RQ2: Are some of the code embedding methods more suitable for predicting certain types of vulnerabilities than others?
Our findings show that all the text representation methods are suitable for code representation in this particular task, but the BERT model is the most promising, as it is the least time consuming, and the LSTM model based on it achieved the best overall accuracy(93.8%) in predicting Python source code vulnerabilities. Regarding the various vulnerability types, we observed slight variances in model performances based on the applied source code embeddings. Nonetheless, the prediction model based on the word2vec representation of code clearly outperformed models based on fastText and BERT for detecting SQL injection, while in case of Command Injection, Cross-Site Request Forgery (XSRF), Remote Code Execution (RCE), and Path Disclosure the BERT based models achieved better results than models based on the other two embeddings.
The rest of the paper is organized as follows. In Section 2 we introduce works that are similar to ours. Section 3 gives details about our dataset collection methodology, while in Section 4 we describe our overall approach for the systematic comparison of the different source code embedding methods. Section 5 contains the comparison results. We summarize the set of threats to the validity of our work in Section 6 and conclude our findings in Section 7.
2 Related Work
Solving a SE task with machine learning requires the input source code to be represented as a numeric vector. Therefore many approaches have been proposed for deriving meaningful code representations to feed into ML models.
Alon et al.  introduce code2vec, a neural model for representing snippets of code as continuous distributed vectors. The method first breaks down the code to a collection of paths in its abstract syntax tree. Then, the network learns the atomic representation of each path while simultaneously learning how to aggregate a set of them.
Lozoya et al.  introduce a new code embedding technique called commit2vec based on code2vec. This representation focuses on embedding code changes rather than code snapshots, which they used to successfully train models to detect vulnerability fixing commits.
Ben-Nun et al.  propose a code embedding technique called inst2vec that is based on an Intermediate Representation (IR) of the code that is independent of the source programming language. They provide a novel definition of contextual flow for this IR, leveraging both the underlying data- and control-flow of the program. The athors of the paper demonstrate the effectiveness of the approach on compute device mapping, optimal thread coarsening and algorithm classification .
Mou et al. 
propose the “coding criterion” to build program vector representations, which are the premise of deep learning for program analysis. They evaluate the learned vector representations both qualitatively and quantitatively.

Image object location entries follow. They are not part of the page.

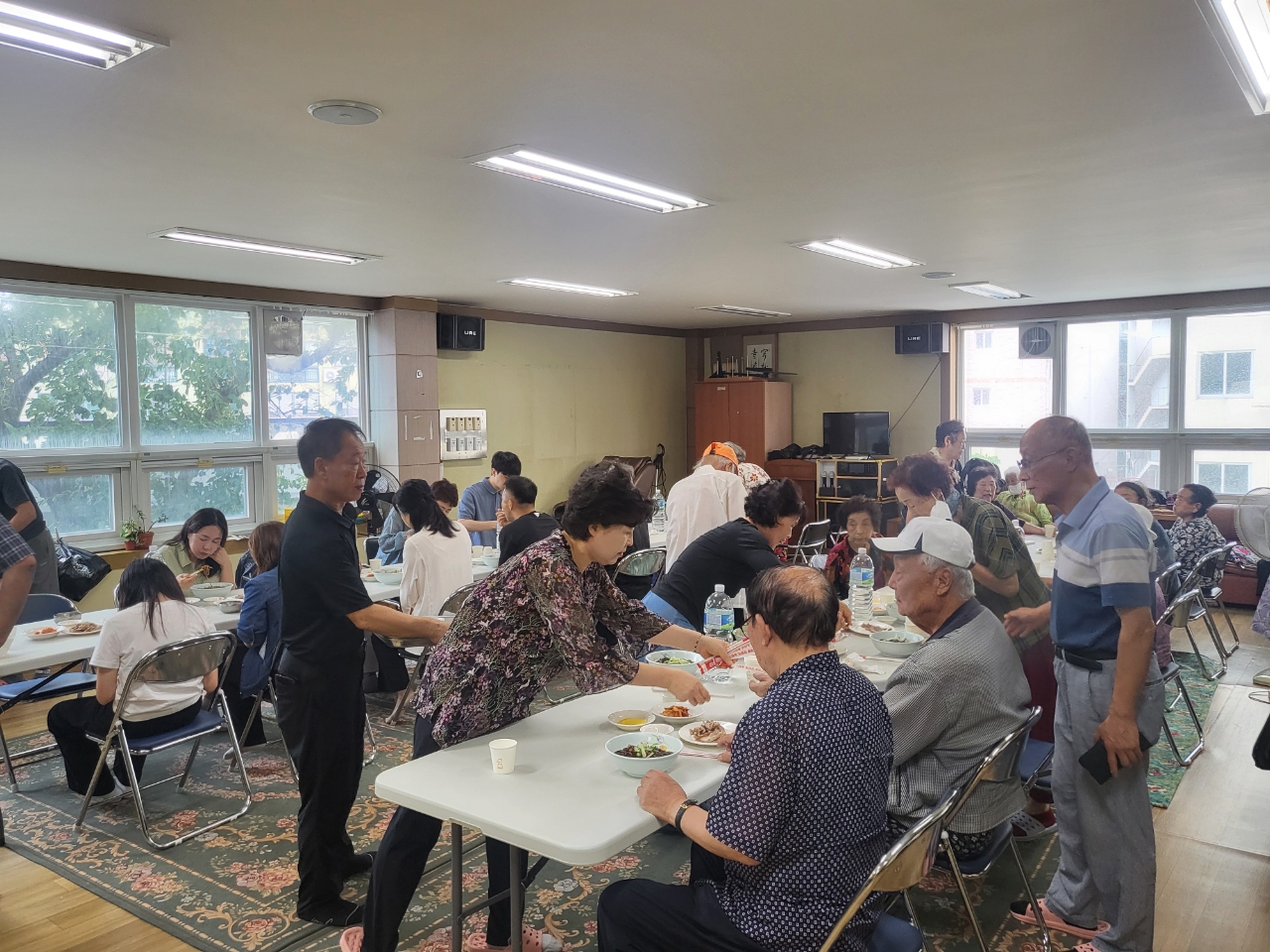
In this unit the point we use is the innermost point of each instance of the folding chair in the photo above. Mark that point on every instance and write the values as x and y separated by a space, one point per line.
451 606
63 683
901 867
1000 765
811 542
177 661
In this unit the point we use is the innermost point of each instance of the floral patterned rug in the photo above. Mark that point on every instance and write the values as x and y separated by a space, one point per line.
234 888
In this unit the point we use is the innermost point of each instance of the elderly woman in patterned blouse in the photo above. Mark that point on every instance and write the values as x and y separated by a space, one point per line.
798 823
530 621
1194 535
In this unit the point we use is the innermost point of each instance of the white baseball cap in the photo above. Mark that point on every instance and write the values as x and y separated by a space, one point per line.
929 535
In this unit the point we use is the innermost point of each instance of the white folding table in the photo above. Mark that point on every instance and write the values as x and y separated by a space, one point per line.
567 798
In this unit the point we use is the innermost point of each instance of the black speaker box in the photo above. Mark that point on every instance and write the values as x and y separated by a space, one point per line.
922 338
457 331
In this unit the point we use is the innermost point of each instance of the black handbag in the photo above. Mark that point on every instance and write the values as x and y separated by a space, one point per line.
79 570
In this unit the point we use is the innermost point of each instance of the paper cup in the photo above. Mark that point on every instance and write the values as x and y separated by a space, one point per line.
502 753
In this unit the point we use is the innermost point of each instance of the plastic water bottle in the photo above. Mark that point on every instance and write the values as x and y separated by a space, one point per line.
861 588
720 617
659 515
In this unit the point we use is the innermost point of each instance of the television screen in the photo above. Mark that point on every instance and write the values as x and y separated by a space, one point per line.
857 434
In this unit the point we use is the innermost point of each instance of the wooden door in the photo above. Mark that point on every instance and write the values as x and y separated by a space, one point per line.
712 416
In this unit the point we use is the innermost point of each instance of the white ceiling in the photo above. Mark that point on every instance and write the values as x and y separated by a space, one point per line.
1071 149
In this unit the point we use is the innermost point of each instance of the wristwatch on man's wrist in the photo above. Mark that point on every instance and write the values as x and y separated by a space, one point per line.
683 810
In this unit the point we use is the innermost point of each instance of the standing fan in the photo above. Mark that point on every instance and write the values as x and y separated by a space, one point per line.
376 500
1252 527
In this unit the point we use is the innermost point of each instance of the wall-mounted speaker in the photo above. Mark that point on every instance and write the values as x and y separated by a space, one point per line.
922 338
457 331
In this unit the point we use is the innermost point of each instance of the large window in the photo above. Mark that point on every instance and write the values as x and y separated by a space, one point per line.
59 373
1001 390
116 404
1167 399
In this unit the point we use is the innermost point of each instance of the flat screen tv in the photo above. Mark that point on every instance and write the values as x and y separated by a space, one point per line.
857 434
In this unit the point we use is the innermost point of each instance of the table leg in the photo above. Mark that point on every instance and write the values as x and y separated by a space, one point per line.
456 888
517 897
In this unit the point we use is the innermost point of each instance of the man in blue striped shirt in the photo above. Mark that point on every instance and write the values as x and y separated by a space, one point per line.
1109 690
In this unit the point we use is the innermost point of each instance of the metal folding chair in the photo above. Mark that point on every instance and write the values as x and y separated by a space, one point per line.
1001 765
420 653
177 661
812 540
901 867
62 683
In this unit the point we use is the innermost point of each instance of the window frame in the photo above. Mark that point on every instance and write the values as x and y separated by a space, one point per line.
131 462
1175 442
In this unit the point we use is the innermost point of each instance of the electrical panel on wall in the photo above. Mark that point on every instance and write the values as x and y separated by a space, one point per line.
463 434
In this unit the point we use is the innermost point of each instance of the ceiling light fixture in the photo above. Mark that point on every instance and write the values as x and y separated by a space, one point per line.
344 112
270 248
64 39
860 254
527 164
747 311
985 289
1242 30
544 285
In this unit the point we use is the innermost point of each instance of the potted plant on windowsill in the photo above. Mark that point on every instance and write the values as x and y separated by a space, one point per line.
136 532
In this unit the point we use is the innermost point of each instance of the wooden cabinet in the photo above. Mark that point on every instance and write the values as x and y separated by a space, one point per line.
756 414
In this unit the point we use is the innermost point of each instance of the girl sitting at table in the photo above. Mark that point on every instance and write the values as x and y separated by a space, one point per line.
197 552
258 633
153 612
531 621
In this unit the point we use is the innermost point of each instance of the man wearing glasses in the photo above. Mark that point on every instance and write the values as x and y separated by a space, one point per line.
1109 693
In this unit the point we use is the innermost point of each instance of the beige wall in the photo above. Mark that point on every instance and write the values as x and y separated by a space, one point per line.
562 399
858 371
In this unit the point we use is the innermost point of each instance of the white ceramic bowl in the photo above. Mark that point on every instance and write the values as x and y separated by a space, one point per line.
211 589
639 766
616 719
389 575
908 644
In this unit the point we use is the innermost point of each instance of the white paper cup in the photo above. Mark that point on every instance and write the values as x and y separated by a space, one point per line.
502 753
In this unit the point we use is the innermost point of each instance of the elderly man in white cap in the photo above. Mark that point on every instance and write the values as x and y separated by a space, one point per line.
957 694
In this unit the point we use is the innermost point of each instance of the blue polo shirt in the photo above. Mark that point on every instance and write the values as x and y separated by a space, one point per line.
481 502
1102 562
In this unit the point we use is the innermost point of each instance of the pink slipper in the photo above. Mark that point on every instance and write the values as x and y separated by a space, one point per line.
1023 912
531 941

In our work, we do not propose new code embedding techniques, rather evaluate the impact of different text representation methods (i.e., word embeddings) used as code representations for vulnerability prediction. As these techniques are usually used under the hood of the more complex code representations, this is a natural first step towards better understanding the application of natural language processing techniques for solving SE tasks.
There are also many related works that focus on vulnerability prediction or similar SE tasks based on word embeddings in particular. Harer et al.  use word2vec to create word embeddings for C/C++ tokens. Based on this code representation they successfully train machine learning models to predict the results of static analyzers.
White et al.  apply word2vec in the scope of automatic program repair. In their approach, DeepRepair, they create Java token embeddings that they use to start a recursive encoder for abstract syntax trees. Chen and Monperrus  use word2vec to create Java token embeddings for automated program repair as well, in order to find the correct ingredients.
Unlike the works mentioned above, we are not focusing on creating a state-of-the-art prediction model for a particular SE task. Rather, we investigate the capabilities of various text vectorization techniques as source code representations in the context of identifying vulnerabilities in Python code with ML.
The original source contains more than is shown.